Monday, August 25, 2008

  • For Andre Bazin, why did the "classical" period in Hollywood end in 1939?
Bazin proposed that until 1939, film in Hollywood was "based on the principles of continuity editing" (Kramer, 64).  Although Bazin approved and was impressed with what Hollywood film had become by 1939, he knew that just like any other art form, its techniques could not continue on without progressing into something new.  He knew that that was an impossible idea.  Bazin claimed that this new realism style that developed in Hollywood depended on "bringing together real time, in which things exist, along with the duration of the action, for which classical editing had insidiously substituted mental and abstract time" (64).

  • What was Gilbert Seldes's main critique of Hollywood in his book, "The Great Audience?"

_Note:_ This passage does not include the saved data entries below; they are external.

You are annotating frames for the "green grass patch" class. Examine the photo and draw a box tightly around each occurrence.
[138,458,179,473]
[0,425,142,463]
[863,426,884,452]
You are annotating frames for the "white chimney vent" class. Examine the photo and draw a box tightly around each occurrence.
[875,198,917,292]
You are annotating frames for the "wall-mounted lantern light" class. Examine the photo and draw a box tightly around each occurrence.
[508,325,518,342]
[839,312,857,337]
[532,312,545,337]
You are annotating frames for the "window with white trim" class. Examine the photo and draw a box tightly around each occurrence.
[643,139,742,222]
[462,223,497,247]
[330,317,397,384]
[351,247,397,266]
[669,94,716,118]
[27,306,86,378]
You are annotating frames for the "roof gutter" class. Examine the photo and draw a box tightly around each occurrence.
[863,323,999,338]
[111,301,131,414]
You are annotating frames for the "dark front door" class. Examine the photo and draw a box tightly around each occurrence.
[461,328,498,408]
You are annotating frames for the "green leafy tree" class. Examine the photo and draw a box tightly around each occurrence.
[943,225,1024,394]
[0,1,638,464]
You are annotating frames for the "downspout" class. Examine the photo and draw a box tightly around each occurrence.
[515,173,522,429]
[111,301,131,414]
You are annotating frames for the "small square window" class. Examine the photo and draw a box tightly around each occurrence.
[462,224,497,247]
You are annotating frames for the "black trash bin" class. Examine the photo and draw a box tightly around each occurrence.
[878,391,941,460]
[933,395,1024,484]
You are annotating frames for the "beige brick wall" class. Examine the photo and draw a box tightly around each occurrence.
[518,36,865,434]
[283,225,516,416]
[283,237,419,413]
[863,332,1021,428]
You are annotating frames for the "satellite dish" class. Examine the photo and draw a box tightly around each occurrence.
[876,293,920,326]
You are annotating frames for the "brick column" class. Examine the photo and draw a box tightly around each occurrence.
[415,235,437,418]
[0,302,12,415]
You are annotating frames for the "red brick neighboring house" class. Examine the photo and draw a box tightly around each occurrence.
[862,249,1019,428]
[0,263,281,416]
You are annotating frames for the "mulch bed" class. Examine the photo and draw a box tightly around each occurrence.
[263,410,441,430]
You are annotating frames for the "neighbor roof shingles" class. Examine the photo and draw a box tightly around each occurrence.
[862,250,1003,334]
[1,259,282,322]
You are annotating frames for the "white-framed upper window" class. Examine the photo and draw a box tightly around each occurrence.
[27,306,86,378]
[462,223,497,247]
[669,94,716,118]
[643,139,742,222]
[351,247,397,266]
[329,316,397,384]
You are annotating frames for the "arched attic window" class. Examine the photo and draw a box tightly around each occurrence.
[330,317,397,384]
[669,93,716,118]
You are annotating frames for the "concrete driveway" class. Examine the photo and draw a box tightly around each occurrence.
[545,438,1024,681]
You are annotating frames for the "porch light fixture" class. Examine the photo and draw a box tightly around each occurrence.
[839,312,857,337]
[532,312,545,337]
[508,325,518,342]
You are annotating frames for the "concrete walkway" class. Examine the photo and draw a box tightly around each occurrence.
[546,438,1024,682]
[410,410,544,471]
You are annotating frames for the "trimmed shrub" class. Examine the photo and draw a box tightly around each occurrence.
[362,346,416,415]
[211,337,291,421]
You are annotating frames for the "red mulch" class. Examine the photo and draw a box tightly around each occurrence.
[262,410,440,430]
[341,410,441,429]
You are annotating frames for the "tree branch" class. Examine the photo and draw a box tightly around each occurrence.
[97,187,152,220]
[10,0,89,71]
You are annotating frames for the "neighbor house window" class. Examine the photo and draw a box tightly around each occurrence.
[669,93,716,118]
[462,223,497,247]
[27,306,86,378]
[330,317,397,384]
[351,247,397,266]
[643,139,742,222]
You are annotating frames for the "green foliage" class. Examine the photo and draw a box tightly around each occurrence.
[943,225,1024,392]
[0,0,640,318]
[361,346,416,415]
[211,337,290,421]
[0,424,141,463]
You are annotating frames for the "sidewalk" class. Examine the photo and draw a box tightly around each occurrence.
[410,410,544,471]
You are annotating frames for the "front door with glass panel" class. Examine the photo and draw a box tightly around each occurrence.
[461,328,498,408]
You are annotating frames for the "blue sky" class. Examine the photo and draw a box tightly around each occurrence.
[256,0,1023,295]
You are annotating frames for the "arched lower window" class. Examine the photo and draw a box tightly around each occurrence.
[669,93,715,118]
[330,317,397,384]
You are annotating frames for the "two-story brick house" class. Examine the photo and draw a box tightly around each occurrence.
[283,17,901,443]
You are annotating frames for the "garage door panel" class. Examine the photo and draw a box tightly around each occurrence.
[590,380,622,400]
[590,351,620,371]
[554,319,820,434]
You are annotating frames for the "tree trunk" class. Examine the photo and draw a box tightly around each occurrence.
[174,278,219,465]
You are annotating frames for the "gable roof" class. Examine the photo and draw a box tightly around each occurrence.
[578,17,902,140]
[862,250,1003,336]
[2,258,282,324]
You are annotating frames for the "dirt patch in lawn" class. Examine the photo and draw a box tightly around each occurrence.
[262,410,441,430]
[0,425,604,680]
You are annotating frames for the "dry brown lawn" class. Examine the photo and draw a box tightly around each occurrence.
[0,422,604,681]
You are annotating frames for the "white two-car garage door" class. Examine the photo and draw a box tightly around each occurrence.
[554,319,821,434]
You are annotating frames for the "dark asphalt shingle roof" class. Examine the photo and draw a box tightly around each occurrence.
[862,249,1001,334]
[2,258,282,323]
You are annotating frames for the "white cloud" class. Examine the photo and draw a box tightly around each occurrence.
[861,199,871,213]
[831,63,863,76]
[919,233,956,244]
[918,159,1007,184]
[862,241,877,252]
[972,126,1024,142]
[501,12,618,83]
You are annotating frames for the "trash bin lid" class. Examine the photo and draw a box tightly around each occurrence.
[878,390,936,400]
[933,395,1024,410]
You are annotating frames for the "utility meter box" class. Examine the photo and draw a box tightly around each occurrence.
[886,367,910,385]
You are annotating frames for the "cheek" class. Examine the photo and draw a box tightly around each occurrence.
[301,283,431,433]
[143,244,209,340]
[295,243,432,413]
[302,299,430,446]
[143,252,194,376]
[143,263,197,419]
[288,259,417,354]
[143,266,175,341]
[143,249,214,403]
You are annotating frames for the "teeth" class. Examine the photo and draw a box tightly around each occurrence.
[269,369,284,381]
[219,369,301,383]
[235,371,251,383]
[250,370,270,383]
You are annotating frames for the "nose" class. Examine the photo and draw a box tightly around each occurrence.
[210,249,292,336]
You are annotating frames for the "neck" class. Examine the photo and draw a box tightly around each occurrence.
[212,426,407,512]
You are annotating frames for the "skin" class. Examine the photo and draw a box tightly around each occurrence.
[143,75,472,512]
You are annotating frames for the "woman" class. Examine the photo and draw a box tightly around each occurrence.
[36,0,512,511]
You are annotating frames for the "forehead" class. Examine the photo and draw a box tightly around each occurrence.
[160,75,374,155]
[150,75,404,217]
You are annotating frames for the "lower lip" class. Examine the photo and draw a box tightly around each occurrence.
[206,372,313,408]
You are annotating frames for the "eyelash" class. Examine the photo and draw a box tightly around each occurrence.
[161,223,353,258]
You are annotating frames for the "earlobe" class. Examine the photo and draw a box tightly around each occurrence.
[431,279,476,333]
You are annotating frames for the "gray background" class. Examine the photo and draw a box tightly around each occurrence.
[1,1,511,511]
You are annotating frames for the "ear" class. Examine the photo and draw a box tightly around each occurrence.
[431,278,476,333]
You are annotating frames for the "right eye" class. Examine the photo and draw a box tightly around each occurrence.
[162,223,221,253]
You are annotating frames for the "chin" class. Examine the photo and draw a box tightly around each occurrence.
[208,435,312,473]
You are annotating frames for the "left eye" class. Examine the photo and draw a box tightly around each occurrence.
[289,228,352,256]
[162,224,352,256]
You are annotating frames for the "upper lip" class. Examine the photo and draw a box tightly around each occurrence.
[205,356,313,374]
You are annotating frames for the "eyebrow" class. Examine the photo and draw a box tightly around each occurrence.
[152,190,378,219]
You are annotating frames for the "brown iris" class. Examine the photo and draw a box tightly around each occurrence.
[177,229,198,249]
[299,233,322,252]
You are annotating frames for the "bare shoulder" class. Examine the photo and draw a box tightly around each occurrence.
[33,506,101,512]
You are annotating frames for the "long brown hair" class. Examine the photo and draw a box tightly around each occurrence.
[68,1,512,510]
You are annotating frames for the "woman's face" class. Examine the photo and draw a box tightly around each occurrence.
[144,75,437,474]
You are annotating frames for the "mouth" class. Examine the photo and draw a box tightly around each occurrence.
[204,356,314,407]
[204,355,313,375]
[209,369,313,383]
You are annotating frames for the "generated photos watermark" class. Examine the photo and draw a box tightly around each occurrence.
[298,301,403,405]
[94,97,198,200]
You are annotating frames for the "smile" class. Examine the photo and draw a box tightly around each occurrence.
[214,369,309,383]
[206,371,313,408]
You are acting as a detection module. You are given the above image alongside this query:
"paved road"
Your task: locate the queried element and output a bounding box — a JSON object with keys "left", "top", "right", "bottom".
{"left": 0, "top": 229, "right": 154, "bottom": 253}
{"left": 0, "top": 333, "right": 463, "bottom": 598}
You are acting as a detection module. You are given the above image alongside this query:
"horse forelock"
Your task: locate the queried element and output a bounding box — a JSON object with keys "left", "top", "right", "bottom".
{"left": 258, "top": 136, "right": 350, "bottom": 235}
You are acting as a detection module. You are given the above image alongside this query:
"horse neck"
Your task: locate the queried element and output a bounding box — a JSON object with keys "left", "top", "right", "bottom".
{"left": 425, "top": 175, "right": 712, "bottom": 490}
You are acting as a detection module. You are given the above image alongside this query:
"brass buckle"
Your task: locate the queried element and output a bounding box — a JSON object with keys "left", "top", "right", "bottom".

Seldes believed that Hollywood "catered" to the popular culture or the younger crowds incredibly too much.  This is what he blamed for the decline in Movie goers in the 1940's.  He claimed that Hollywood should begin to aim their film topics and such towards adults rather than teens, because although those films temporarily succeeded with its audiences they wouldnt be so popular once those crowds reached the real world.  Seldes thought that the films Hollywood had begun to spew out in the WWII period were unrealistic and sugar coated in comparison to the much rougher world that was nearly never displayed on the big screens.